Der 42-jährige Japaner möchte die Reise nicht allein antreten. Er selbst habe nicht "die fantastische Erfahrung", sich auszudrücken. Sein Wunsch: Gemeinsam mit sechs bis acht "kreativen Menschen" um den Mond fliegen, mit Künstlern, Architekten und Designern.

"Sie werden aufgefordert, etwas zu kreieren, wenn sie zur Erde zurückkehren. Diese Meisterwerke werden den Träumer in uns allen inspirieren." Yusaku Maezawa

Er habe oft darüber nachgedacht, was Künstler wie Jean-Michel Basquiat oder Andy Warhol aus Eindrücken von einer Weltraumreise gemacht hätten.
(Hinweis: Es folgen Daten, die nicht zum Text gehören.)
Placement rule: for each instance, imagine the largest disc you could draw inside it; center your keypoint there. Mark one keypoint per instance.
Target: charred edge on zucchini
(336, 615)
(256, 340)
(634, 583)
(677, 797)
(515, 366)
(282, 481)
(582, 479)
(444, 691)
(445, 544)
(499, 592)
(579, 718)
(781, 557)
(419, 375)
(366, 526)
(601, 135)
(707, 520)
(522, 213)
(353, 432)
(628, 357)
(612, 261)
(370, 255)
Rakete ist noch in der Entwicklung

Seit 1972 war kein Mensch mehr beim Mond, damals flog die NASA mit der Apollo-17-Expedition bis heute das letzte Mal Astronauten dorthin. SpaceX entwickelt für den Mondflug eine eigene Rakete, Big Falcon Rocket, die 118 Meter lang und wiederverwendbar sein soll.

Schon jetzt versorgt SpaceX regelmäßig die Internationale Raumstation mit Material. 2020 möchte Elon Musk in der Nähe des Mondes sogar eine dauerhafte Station errichten, die später als Sprungbrett zur Mondoberfläche oder sogar zum Mars verwendet werden könnte.